Disable automatic API documentation in production or protect it with authentication:

// config/blueprints.js
module.exports.blueprints = {
  actions: true,
  shortcuts: false,
  rest: false,
  populate: false,
  autoWatch: false,
  mirror: false
};

6. Add Security Headers

Configure security headers through Sails' middleware:

// config/security.js
module.exports.security = {
  cors: {
    allRoutes: true,
    origin: 'https://yourdomain.com',
    credentials: true
  },
  csp: {
    'default-src': ["'self'"],
    'script-src': ["'self'"],
    'style-src': ["'self'"],
    'img-src': ["'self'", 'data:', 'https:']
  }
};

Frequently Asked Questions

How can I scan my Sails API for security vulnerabilities?
You can use middleBrick to scan your Sails API endpoints without any configuration or credentials.
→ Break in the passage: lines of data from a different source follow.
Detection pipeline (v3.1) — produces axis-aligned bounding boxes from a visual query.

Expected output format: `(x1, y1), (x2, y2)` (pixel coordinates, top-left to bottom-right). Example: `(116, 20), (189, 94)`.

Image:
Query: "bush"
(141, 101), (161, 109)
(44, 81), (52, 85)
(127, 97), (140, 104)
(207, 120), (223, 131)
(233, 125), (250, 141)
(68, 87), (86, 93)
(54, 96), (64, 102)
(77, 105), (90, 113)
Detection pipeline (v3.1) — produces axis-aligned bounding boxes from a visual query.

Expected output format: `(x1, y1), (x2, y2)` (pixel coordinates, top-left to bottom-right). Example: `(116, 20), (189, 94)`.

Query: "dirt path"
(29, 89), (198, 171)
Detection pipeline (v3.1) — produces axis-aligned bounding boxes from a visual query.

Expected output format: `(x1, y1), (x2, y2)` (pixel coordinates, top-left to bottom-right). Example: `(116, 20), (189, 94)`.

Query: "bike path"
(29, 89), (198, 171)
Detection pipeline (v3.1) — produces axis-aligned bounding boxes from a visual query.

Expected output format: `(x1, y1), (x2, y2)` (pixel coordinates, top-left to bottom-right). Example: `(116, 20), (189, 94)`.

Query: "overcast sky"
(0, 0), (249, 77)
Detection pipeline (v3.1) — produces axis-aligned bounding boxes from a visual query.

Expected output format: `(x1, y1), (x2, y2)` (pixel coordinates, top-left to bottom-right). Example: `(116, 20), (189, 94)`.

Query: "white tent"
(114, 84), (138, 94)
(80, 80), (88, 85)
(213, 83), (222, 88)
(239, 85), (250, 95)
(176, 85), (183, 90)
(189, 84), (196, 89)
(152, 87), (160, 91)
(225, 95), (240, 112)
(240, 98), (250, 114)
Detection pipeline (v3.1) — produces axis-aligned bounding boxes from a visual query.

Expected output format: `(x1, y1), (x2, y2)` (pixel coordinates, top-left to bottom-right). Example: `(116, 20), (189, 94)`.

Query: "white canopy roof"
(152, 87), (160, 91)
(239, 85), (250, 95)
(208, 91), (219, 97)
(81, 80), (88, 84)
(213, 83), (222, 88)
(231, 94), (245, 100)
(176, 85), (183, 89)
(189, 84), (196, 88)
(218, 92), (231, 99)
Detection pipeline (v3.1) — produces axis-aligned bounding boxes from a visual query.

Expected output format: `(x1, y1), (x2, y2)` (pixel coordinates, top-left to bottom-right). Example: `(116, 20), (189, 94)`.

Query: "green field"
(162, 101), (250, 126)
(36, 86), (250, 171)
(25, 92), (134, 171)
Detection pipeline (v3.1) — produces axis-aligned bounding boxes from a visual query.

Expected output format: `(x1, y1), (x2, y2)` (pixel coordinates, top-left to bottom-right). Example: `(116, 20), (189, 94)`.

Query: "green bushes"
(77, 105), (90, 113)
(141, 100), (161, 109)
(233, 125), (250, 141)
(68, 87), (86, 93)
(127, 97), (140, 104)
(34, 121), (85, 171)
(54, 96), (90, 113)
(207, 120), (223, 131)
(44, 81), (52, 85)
Simply provide the base URL of your API, and middleBrick will test for common vulnerabilities like authentication bypass, IDOR, input validation issues, and data exposure. The scan takes 5-15 seconds and returns a security score with prioritized findings. For continuous monitoring, the Pro plan lets you integrate middleBrick into your CI/CD pipeline to automatically scan staging APIs before deployment.
Does Sails have built-in protection against SQL injection?
Sails' Waterline ORM provides parameterized queries that protect against SQL injection when used correctly. However, developers often bypass the ORM and use raw queries or string concatenation, which reintroduces injection vulnerabilities. Always use the provided query methods like find(), create(), and update() with object parameters rather than building SQL strings manually. Additionally, validate and sanitize all user inputs before they reach your database layer.
What's the biggest security mistake developers make with Sails blueprints?
The most common mistake is leaving blueprint routes enabled without authentication policies in production. Developers enable blueprints during development for convenience, then forget to disable them or add proper access controls before deployment. This exposes all CRUD operations on your models to anyone who can access your API. Always review your config/blueprints.js file and ensure blueprint routes are either disabled or protected by authentication and authorization policies before going to production.